What Is a Split Limit?

A split limit is an insurance policy provision that states different maximum dollar amounts the insurer will pay for different components of a claim. These policies, also referred to as split liability policies, are commonly part of the automobile insurance industry. The policies generally come with three types of claims including bodily injury per person, bodily injury per accident, and property damage per accident.

Key Takeaways

  • A split limit is an insurance policy provision that states different maximum dollar amounts the insurer will pay for different components of a claim.
  • The policies generally come with three types of claims including bodily injury per person, bodily injury per accident, and property damage per accident.
  • Split limit policies tend to have lower premiums because they offer narrower insurance coverage.
  • If coverage under a split limit policy isn't enough, insured parties may consider combined single limit or umbrella liability policies.

Understanding Split Limits

Most vehicle insurance companies have policies that cover different types of claims using the split limit approach. This means there are three different dollar amounts that cover each accident or incident involving your vehicle. As mentioned above, these categories are bodily injury per person, bodily injury per accident, and property damage per accident.

  • Bodily injury per person: This is the maximum an insurer will pay to a single person for medical bodily injury in an accident.
  • Bodily injury per accident: This amount is the maximum a company will pay to all parties injured in a single accident.
  • Damage to property per accident: The amount an insurance company pays to cover all damage to property in one accident.
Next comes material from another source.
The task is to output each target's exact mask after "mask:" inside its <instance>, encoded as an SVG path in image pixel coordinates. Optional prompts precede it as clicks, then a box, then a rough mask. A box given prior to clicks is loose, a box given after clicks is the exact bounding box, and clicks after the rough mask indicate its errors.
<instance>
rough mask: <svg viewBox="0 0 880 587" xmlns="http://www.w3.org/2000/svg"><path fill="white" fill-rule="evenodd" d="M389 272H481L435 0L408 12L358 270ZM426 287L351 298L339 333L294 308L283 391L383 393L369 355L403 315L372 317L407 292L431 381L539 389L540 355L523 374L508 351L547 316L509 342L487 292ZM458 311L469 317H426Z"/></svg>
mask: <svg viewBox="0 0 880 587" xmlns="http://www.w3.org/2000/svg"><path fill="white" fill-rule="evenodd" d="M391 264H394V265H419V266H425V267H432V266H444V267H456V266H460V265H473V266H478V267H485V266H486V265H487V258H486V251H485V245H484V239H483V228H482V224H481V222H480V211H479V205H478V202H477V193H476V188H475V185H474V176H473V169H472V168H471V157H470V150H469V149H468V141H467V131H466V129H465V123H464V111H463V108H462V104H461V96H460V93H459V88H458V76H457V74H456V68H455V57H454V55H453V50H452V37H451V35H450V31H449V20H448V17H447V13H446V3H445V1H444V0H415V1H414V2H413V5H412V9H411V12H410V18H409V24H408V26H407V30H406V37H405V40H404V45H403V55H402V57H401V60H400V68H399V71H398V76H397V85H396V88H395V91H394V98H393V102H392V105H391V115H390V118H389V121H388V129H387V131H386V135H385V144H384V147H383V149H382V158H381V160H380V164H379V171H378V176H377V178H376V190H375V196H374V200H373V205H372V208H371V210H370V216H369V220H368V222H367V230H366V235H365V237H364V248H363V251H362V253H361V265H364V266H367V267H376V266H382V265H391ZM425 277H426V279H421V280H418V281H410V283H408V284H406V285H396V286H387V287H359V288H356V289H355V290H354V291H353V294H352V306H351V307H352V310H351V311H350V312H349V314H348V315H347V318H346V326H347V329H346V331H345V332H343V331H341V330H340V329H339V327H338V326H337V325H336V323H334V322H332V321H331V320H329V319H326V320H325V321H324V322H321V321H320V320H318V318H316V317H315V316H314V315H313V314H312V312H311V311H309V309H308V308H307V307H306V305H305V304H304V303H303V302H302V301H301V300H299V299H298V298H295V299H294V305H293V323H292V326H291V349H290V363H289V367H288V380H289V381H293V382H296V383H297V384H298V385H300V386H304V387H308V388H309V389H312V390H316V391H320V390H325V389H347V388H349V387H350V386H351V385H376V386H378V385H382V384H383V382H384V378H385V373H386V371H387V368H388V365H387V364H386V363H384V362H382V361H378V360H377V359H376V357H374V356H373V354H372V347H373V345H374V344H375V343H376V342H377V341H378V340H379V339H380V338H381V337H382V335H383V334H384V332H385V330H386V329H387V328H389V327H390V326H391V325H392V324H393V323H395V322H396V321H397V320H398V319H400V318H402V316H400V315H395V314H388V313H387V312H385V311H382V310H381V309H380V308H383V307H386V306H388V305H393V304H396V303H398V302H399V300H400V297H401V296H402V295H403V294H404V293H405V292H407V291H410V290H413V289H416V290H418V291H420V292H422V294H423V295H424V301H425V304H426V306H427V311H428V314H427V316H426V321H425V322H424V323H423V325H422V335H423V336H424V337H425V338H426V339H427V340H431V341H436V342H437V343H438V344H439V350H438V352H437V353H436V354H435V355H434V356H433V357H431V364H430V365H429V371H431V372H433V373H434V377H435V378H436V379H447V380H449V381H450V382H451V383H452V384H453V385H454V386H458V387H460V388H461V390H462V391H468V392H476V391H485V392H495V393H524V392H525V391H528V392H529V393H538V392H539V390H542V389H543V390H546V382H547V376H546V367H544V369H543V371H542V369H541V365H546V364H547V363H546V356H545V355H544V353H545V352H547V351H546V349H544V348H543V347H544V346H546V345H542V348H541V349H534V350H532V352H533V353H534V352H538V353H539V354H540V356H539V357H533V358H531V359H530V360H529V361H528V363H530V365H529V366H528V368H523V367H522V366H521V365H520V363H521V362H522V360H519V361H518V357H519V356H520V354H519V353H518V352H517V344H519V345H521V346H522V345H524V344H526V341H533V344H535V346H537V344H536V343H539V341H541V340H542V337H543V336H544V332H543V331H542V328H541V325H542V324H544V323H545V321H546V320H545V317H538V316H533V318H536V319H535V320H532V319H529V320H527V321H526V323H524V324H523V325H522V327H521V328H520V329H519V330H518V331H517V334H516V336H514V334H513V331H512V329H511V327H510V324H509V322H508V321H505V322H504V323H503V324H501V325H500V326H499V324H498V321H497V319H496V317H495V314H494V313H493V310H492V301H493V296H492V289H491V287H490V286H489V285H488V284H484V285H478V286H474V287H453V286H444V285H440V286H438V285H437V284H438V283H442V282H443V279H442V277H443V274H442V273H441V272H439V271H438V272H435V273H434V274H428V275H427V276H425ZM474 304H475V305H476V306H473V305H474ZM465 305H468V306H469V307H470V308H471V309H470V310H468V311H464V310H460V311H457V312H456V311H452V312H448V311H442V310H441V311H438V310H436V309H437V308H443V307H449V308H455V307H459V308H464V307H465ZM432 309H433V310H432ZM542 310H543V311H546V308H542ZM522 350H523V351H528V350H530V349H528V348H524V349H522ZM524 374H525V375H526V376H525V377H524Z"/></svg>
The liability limits set by insurance companies are generally expressed in numbers. For example, a split limit policy may have limits like 100/300/50. This means the policy pays $100,000 per person per incident for bodily injury, with a maximum of $300,000 per incident. The limit for property damage per incident would be $50,000 under this policy. But what happens if one person seeks $250,000 in damages for their injuries? The maximum the split limit policy will pay is $100,000, even if only one person is injured in the accident. The only way the split limit policy will pay the $300,000 maximum is if three different people each have $100,000 in claims.

Split limit policies set liability in numbers to represent the limit per claim such as 100/300/50.

Split limit policies tend to be more cost effective options for insured parties. Since they offer narrower insurance coverage, split limit policies tend to have lower premiums.

Split Limit vs. Combined Single Limit Policies

To get broader coverage, insured parties can pay more for a combined single limit (CSL). A combined single limit policy is the opposite of a split limit. The CSL limits the coverage for all components of a claim to one dollar amount. A combined single limit policy states that the insurer will pay up to a certain amount for a claim.

For example, the policy may state that it will pay out $300,000 for a single claim. It doesn’t matter whether one person claims $300,000 in medical expenses or whether three injured parties each claim $100,000 in medical bills. The combined single limit maxes out at $300,000 either way.

Having a single-limit policy can eliminate the need for an umbrella policy, but since this coverage is more expensive it's wise to compare the cost of the two. Carefully consider what assets would be exposed if you are sued. Retirement accounts are generally exempt and, in some states, your home can't be sold off to pay a judgment. This is an important component of financial and estate planning that's often worth getting a professional evaluation.

Split Limit vs. Umbrella Liability Policies

The coverage under a split limit or combined limit policy may not be enough. In order to obtain broader coverage than what’s offered under this kind of policy, consider purchasing a personal umbrella liability policy. This provides extra coverage after your automobile and homeowners insurance are exhausted. It even covers other types of claims that neither policy actually does.

For example, say you’re held liable for a very expensive accident. You’re found at fault for a five-car automobile accident and get sued for $2 million. The $300,000 policy will barely make a dent in how much you owe whether it’s a split limit policy or a combined single limit policy. The umbrella policy is a good idea to make sure you’re fully covered.